A urgência de inovar na gestão da educação

Luiz Vicente Rizzo - Diretor-superintendente do Instituto Israelita de Ensino e Pesquisa do Hospital Albert Einstein

Começamos um novo ano e todos pensam em suas resoluções. Em um país em pleno desenvolvimento, podemos notar muitas mudanças quanto àquilo que a sociedade deseja.

No entanto, nunca se falou e se necessitou tanto investir na educação e no aprimoramento da formação, base do desenvolvimento e fundamental para o apoio à ciência.

Na reportagem "Para as empresas, educação já é um gargalo" publicada ontem neste jornal, percebemos que, apesar de o sistema educacional estar em colapso, talvez seja possível contar com a experiência de empresários e gestores para poder capacitar seus próprios funcionários.

Mas infelizmente este benchmarking não bastará.

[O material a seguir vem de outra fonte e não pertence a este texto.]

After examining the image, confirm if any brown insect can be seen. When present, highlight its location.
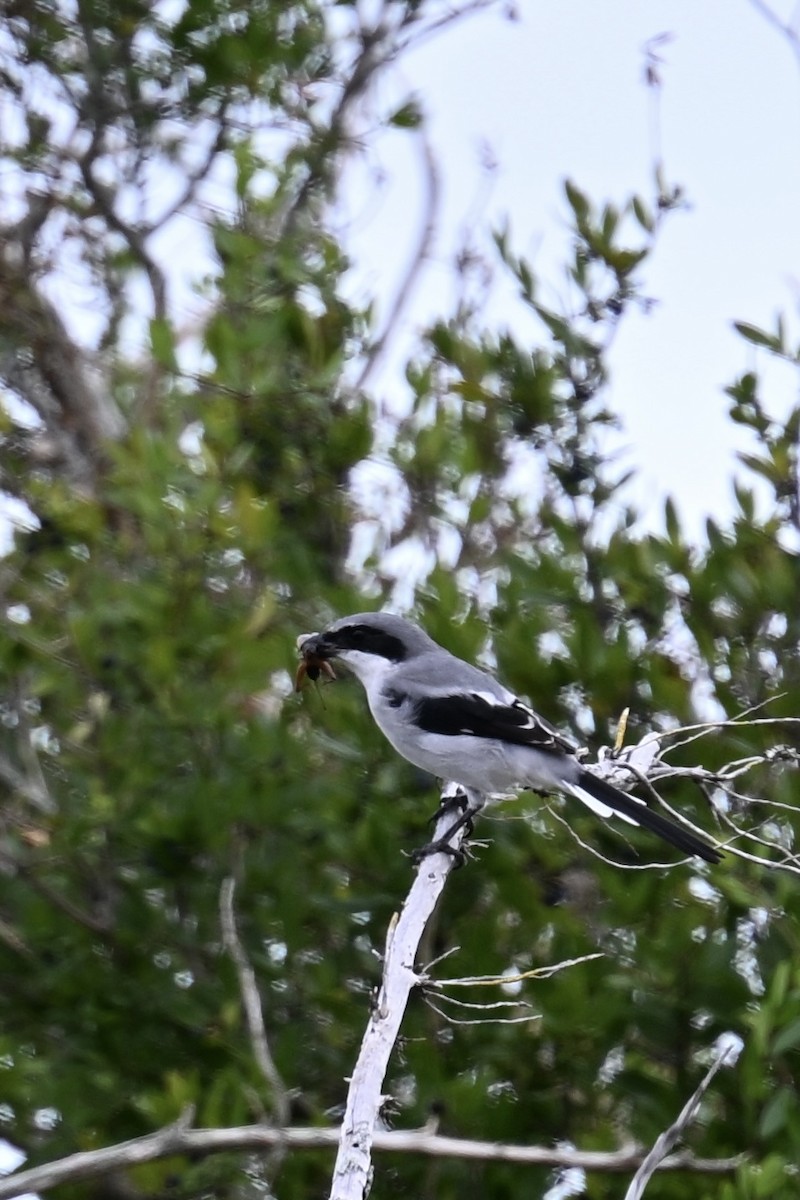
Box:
[294,652,336,691]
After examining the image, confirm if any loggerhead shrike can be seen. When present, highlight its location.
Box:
[297,612,722,863]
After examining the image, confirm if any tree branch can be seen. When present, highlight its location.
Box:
[625,1043,734,1200]
[219,875,289,1126]
[0,1110,746,1200]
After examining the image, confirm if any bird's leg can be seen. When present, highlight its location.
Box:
[428,787,477,838]
[410,787,485,866]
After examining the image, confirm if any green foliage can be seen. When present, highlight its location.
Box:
[0,0,800,1200]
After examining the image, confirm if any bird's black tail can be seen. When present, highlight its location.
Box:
[567,769,722,863]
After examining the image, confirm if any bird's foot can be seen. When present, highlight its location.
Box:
[428,788,474,836]
[408,835,473,870]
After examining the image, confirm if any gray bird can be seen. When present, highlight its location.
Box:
[297,612,722,863]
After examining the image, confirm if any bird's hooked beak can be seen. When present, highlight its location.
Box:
[295,634,337,661]
[295,634,337,691]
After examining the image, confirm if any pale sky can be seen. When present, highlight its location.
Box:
[340,0,800,536]
[0,0,800,1190]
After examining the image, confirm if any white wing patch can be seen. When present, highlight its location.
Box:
[563,784,644,827]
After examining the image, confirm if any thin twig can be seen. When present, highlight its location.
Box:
[625,1045,733,1200]
[219,875,290,1126]
[0,1112,746,1200]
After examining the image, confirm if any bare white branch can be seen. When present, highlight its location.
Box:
[0,1111,745,1200]
[625,1043,734,1200]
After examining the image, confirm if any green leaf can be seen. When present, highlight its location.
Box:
[389,100,423,130]
[733,320,782,354]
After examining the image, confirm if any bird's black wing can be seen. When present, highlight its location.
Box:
[387,690,575,755]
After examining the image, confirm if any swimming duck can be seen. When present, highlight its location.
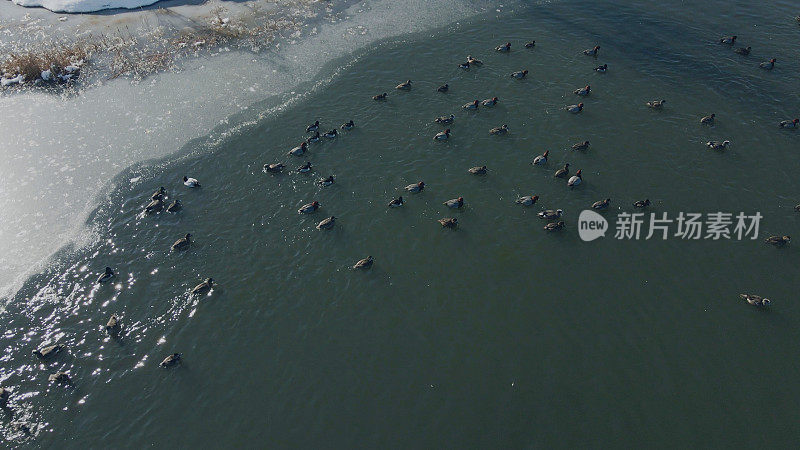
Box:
[572,84,592,97]
[462,100,478,109]
[183,176,200,187]
[191,278,214,295]
[33,344,67,359]
[288,142,308,156]
[353,256,375,270]
[434,114,456,124]
[97,267,115,283]
[583,45,600,56]
[489,124,508,134]
[544,220,564,231]
[442,197,464,208]
[764,236,792,247]
[297,161,311,173]
[171,233,192,251]
[494,42,511,53]
[481,97,498,106]
[297,200,320,214]
[567,169,583,187]
[706,141,731,150]
[158,353,183,368]
[405,181,425,192]
[758,58,777,70]
[264,163,286,173]
[469,166,486,175]
[433,128,450,141]
[532,150,550,166]
[438,217,458,229]
[739,294,770,308]
[700,114,717,125]
[167,199,183,212]
[567,103,583,114]
[572,141,589,150]
[317,216,336,230]
[592,198,611,209]
[517,195,539,206]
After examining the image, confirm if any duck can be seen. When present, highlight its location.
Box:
[264,163,286,173]
[516,195,539,206]
[583,45,600,56]
[97,267,116,283]
[567,103,583,114]
[191,278,214,295]
[167,199,183,212]
[572,141,589,150]
[469,166,487,175]
[433,114,456,124]
[764,236,792,247]
[739,294,770,308]
[353,256,375,270]
[489,124,508,135]
[567,169,583,187]
[158,353,183,368]
[494,42,511,53]
[544,220,564,231]
[170,233,192,251]
[758,58,777,70]
[481,97,499,106]
[706,141,731,150]
[572,84,592,97]
[288,142,308,156]
[297,200,320,214]
[442,197,464,208]
[433,128,450,141]
[33,344,67,359]
[438,217,458,229]
[317,216,336,230]
[405,181,425,193]
[592,198,611,209]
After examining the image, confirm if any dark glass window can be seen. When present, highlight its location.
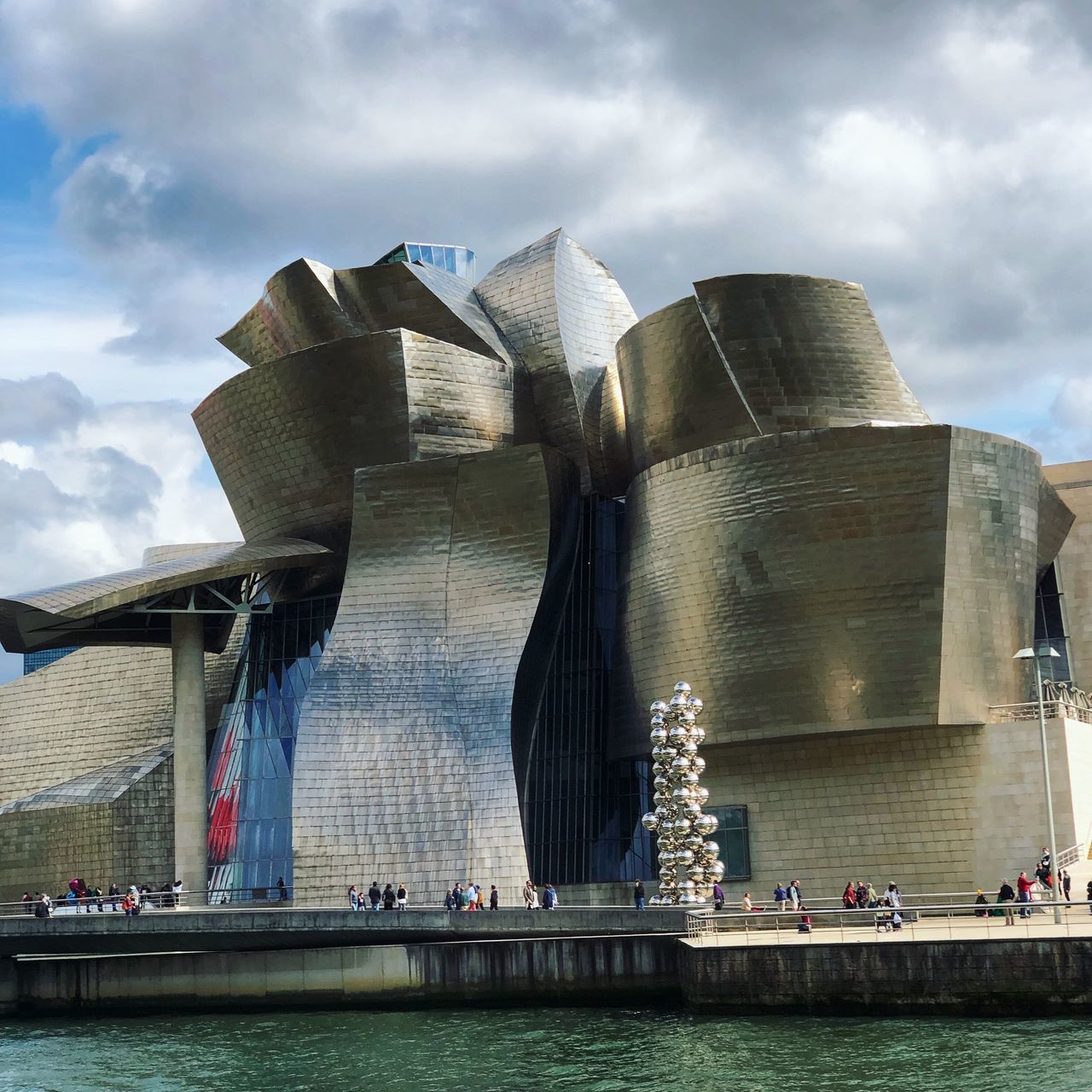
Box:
[208,595,338,901]
[1032,565,1072,690]
[705,804,750,880]
[523,497,652,884]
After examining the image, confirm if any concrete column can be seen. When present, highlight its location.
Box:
[171,613,208,900]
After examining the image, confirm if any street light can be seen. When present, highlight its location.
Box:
[1013,641,1061,925]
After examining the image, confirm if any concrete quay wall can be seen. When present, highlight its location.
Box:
[0,933,679,1017]
[0,908,686,956]
[676,937,1092,1015]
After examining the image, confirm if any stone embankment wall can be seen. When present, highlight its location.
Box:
[0,935,678,1015]
[677,938,1092,1015]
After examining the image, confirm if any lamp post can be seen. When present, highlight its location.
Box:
[1013,641,1061,925]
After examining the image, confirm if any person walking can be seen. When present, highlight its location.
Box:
[773,880,788,909]
[997,879,1017,925]
[1017,873,1032,917]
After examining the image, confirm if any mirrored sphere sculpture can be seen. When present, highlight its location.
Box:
[641,682,724,906]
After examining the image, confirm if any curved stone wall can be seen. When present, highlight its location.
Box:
[293,447,578,905]
[616,426,1040,754]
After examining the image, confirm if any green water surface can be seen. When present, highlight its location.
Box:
[0,1008,1092,1092]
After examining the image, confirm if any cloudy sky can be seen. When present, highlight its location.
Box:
[0,0,1092,679]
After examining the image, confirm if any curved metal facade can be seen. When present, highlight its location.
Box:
[293,447,578,905]
[475,229,636,494]
[694,273,929,433]
[616,426,1040,753]
[194,330,514,549]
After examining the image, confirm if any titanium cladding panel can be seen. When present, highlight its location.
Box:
[476,229,636,494]
[194,330,512,547]
[293,447,578,905]
[617,426,1038,753]
[694,273,929,433]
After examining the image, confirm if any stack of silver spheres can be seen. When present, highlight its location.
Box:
[641,682,724,906]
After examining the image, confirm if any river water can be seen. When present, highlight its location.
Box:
[0,1008,1092,1092]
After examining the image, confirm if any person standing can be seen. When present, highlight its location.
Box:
[773,880,788,909]
[1017,873,1032,917]
[997,873,1023,925]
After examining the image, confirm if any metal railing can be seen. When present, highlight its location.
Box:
[990,701,1092,724]
[687,900,1092,947]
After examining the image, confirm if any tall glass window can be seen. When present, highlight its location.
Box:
[1032,563,1072,690]
[523,497,652,884]
[208,595,338,901]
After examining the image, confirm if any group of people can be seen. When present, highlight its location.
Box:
[23,878,183,917]
[444,880,500,911]
[348,880,409,911]
[842,880,902,909]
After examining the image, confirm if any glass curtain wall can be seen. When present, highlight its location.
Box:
[208,595,338,902]
[523,497,651,884]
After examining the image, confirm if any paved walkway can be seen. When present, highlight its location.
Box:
[686,906,1092,948]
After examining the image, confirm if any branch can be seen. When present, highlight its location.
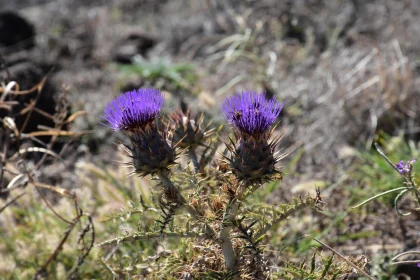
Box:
[95,232,208,247]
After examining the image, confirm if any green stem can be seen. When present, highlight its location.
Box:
[156,171,219,240]
[219,199,240,270]
[188,148,200,174]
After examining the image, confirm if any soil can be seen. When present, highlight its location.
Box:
[0,0,420,275]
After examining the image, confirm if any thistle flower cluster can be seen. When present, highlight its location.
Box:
[104,88,176,176]
[104,89,322,279]
[395,159,417,175]
[104,88,164,131]
[222,91,285,184]
[222,91,285,136]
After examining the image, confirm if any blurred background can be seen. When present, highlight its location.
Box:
[0,0,420,279]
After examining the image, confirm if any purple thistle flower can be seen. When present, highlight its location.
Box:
[222,91,286,135]
[395,159,417,174]
[103,88,164,131]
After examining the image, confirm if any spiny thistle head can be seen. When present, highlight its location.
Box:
[171,109,213,149]
[222,91,284,183]
[104,88,164,131]
[104,88,176,176]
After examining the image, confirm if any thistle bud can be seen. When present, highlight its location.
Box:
[222,91,284,183]
[104,89,176,176]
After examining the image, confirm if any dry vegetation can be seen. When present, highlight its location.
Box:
[0,0,420,279]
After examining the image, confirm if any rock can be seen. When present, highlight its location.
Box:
[0,11,35,51]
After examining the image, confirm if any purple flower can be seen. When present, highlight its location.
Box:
[103,88,164,131]
[395,159,417,174]
[222,91,285,135]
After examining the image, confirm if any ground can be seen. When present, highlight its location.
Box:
[0,0,420,279]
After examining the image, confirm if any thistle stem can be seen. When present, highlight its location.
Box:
[156,171,220,240]
[188,148,200,174]
[219,199,240,270]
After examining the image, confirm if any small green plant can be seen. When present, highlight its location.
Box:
[97,88,371,279]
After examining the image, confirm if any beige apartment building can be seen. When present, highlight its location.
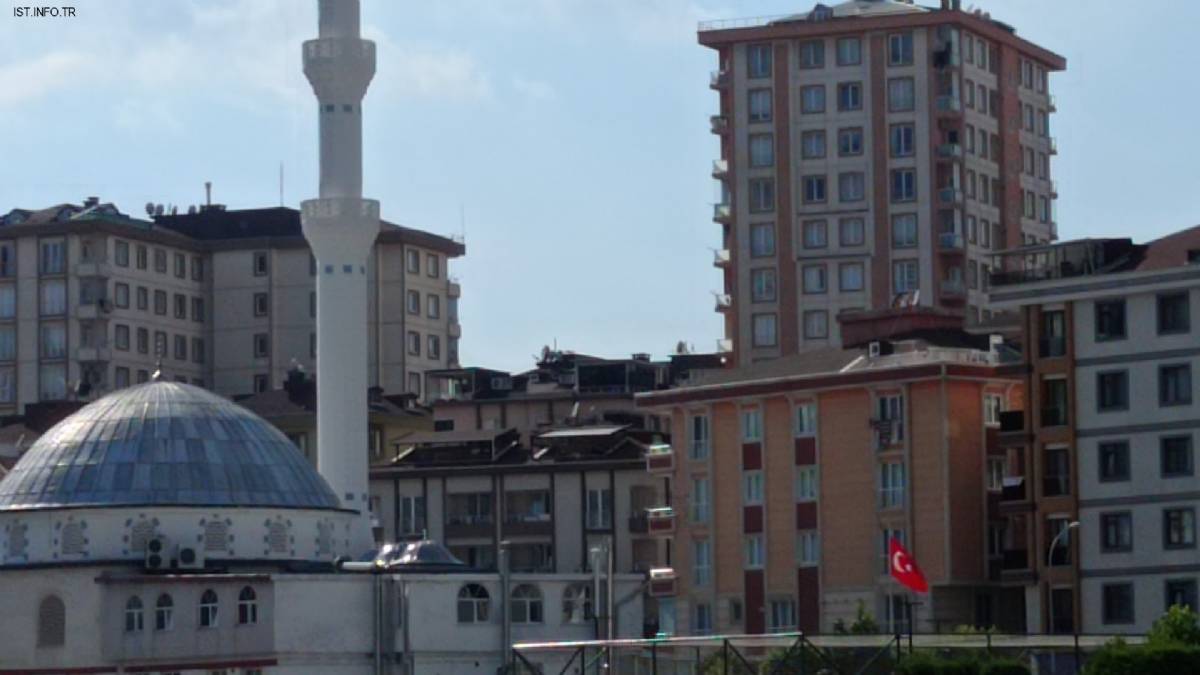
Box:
[698,0,1066,363]
[0,197,464,413]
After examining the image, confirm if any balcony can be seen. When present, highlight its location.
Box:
[937,143,962,160]
[713,203,733,223]
[74,259,113,279]
[646,507,674,537]
[76,345,113,363]
[936,94,962,114]
[937,186,962,204]
[713,160,730,180]
[649,567,676,598]
[937,232,964,252]
[941,279,967,298]
[646,443,674,473]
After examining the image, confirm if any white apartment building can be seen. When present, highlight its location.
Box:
[991,227,1200,633]
[0,198,464,413]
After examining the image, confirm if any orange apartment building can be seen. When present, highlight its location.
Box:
[637,312,1025,634]
[698,0,1066,364]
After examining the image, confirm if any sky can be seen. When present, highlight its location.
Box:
[0,0,1200,370]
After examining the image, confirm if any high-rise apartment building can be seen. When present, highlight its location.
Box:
[700,0,1066,363]
[0,198,464,413]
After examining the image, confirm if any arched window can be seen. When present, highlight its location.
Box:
[37,596,67,647]
[154,593,175,631]
[238,586,258,626]
[512,584,542,623]
[563,584,592,623]
[125,596,145,633]
[458,584,488,623]
[200,589,217,628]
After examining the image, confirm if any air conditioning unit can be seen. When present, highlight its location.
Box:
[175,546,204,569]
[145,534,172,572]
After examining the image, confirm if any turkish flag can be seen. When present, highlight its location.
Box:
[888,537,929,593]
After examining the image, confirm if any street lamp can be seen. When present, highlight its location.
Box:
[1046,520,1079,567]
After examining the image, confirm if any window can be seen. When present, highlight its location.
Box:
[1096,300,1126,342]
[583,488,612,530]
[746,44,770,78]
[804,264,828,294]
[803,220,829,249]
[800,84,824,114]
[688,414,709,460]
[804,175,826,204]
[880,461,905,508]
[752,313,775,347]
[838,171,866,202]
[804,310,829,340]
[1096,441,1129,483]
[744,534,762,569]
[748,89,772,123]
[1158,436,1193,478]
[1042,448,1070,497]
[800,131,826,160]
[1103,584,1133,623]
[838,217,866,246]
[1100,510,1133,554]
[688,478,709,522]
[750,178,775,214]
[750,222,775,258]
[892,261,920,293]
[750,268,775,303]
[800,40,824,68]
[838,263,863,292]
[838,126,863,157]
[792,401,817,436]
[154,593,175,631]
[767,599,796,633]
[796,530,821,567]
[1163,508,1196,549]
[793,465,817,502]
[888,77,916,113]
[750,133,775,167]
[890,124,917,157]
[511,584,544,623]
[892,169,917,202]
[458,584,488,623]
[200,589,217,628]
[838,37,863,66]
[892,214,917,249]
[838,82,863,110]
[742,408,762,443]
[1096,370,1129,412]
[1158,363,1192,406]
[888,32,912,66]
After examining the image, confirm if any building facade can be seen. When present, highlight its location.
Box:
[700,0,1066,363]
[0,198,464,413]
[991,228,1200,633]
[638,331,1024,634]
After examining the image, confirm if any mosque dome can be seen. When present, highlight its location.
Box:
[0,382,340,513]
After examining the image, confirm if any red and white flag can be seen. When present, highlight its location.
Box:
[888,537,929,593]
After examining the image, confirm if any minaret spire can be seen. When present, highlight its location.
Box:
[301,0,379,555]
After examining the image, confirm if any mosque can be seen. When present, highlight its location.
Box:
[0,0,644,675]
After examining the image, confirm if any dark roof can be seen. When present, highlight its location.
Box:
[154,207,466,256]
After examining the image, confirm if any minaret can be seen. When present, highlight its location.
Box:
[300,0,379,555]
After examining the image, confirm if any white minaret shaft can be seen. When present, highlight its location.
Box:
[301,0,379,554]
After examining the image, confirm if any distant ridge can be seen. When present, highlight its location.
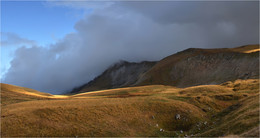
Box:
[72,45,259,93]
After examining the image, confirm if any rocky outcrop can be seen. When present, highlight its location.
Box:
[70,45,259,93]
[136,45,259,87]
[72,61,156,93]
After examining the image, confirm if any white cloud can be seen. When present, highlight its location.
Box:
[4,2,259,93]
[1,32,36,46]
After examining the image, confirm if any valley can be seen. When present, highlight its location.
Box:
[1,79,259,137]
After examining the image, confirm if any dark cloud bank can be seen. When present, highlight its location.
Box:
[3,2,259,94]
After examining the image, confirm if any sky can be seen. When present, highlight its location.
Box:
[1,1,259,94]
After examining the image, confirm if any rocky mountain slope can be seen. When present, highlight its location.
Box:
[135,45,259,87]
[72,61,156,93]
[73,45,259,93]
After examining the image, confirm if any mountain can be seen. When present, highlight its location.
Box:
[73,45,259,93]
[72,61,156,93]
[136,45,259,87]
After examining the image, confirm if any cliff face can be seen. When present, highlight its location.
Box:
[70,61,156,93]
[70,45,259,93]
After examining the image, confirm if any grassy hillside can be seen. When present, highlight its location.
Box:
[1,79,259,137]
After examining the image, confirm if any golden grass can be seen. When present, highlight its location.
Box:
[1,79,259,137]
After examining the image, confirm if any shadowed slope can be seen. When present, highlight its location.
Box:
[136,45,259,87]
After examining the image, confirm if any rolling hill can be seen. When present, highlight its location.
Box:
[72,45,259,93]
[1,79,259,137]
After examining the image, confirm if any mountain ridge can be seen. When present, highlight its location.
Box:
[71,45,259,93]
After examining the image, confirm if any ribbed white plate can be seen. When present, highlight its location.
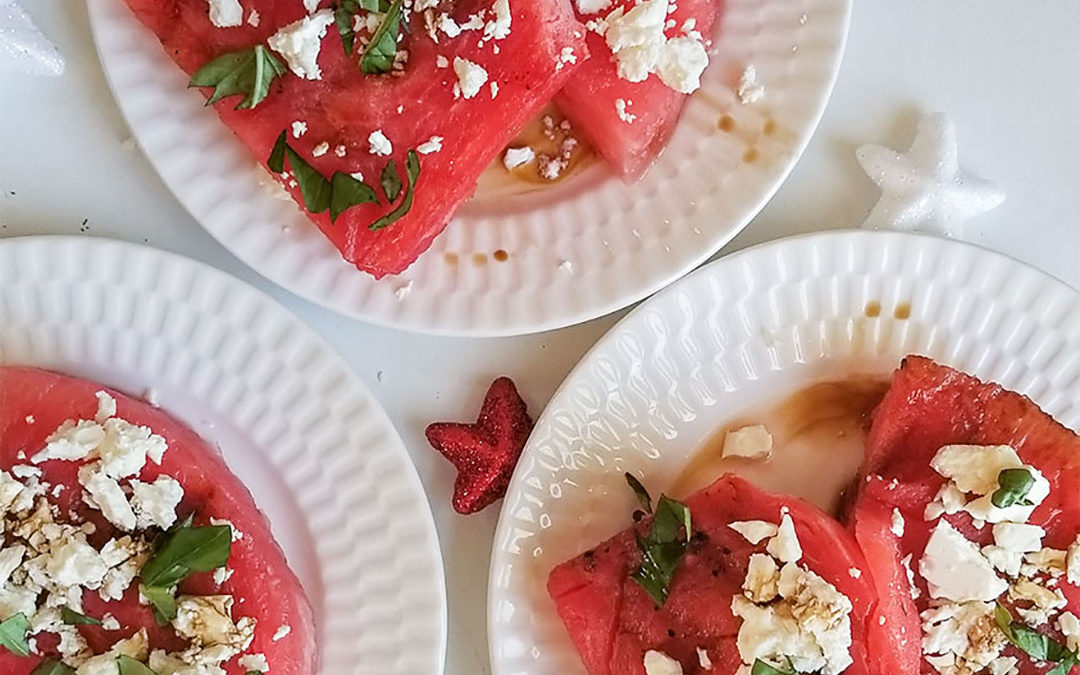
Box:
[488,231,1080,675]
[87,0,851,335]
[0,237,446,675]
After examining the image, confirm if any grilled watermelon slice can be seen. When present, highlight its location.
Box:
[0,366,319,675]
[120,0,588,279]
[848,356,1080,675]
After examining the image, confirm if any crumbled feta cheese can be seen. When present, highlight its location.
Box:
[919,521,1009,603]
[416,136,443,154]
[1065,535,1080,586]
[207,0,244,28]
[765,513,802,563]
[735,66,765,106]
[575,0,611,14]
[615,98,637,124]
[723,424,772,459]
[79,462,136,531]
[889,508,904,537]
[502,146,537,171]
[454,56,487,98]
[645,649,683,675]
[131,475,184,529]
[237,653,270,673]
[367,129,394,157]
[94,390,117,424]
[728,521,780,545]
[742,553,780,604]
[271,623,293,643]
[267,9,334,80]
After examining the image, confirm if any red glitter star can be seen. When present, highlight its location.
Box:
[427,377,532,515]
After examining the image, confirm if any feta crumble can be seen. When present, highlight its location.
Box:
[267,10,334,80]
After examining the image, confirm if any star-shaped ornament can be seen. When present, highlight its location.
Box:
[427,377,532,515]
[855,112,1005,237]
[0,0,64,77]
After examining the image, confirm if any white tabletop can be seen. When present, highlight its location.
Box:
[0,0,1080,675]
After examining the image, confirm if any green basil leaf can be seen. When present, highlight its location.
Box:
[750,659,796,675]
[285,146,330,213]
[60,605,102,625]
[117,654,158,675]
[139,585,176,625]
[624,471,652,513]
[0,613,30,657]
[632,495,692,607]
[30,659,75,675]
[360,0,402,75]
[330,172,379,222]
[139,525,232,589]
[379,160,402,204]
[990,469,1035,509]
[188,44,286,110]
[367,150,420,232]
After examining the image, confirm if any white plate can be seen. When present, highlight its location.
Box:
[0,237,446,675]
[87,0,851,336]
[488,231,1080,675]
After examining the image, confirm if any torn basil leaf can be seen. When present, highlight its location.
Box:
[30,659,75,675]
[632,486,692,607]
[367,150,420,232]
[60,605,102,625]
[625,471,652,513]
[994,603,1080,675]
[360,0,402,75]
[117,654,158,675]
[990,469,1035,509]
[0,613,30,657]
[188,44,285,110]
[380,160,402,203]
[330,172,379,222]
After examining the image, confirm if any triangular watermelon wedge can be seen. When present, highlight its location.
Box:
[121,0,588,279]
[555,0,724,180]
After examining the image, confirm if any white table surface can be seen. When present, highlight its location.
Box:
[0,0,1080,675]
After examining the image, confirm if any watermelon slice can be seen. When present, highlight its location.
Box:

É preciso aproveitar as próximas alterações previstas no governo para que seja possível inovar no que diz respeito à gestão da educação no país.

O desafio de inovar é sempre grande. Trocar o conhecido, e muitas vezes eficiente, pelo desconhecido implica uma série de atitudes contraintuitivas para o ser humano.

Implica incerteza, aprendizado e confiança. Inovar em gestão é ainda mais difícil que inovar em atividades técnicas como um procedimento médico, por exemplo.

Discorro sobre a área de saúde e pesquisa, meu território, mas isso ocorre também em outras: os profissionais ascendem à condição de gestores, em geral, depois de anos "nas trincheiras" e isto tende a trazer consigo a experiência do que foi bem sucedido. O segredo está no tempo verbal. O que foi nem sempre será.

Como conduzir o processo criativo e a busca de resultados em um ambiente revolucionário como o de pesquisa? Como exercer o mesmo papel em um ambiente conservador como o de saúde? Como conciliar ambas as características na pesquisa em saúde?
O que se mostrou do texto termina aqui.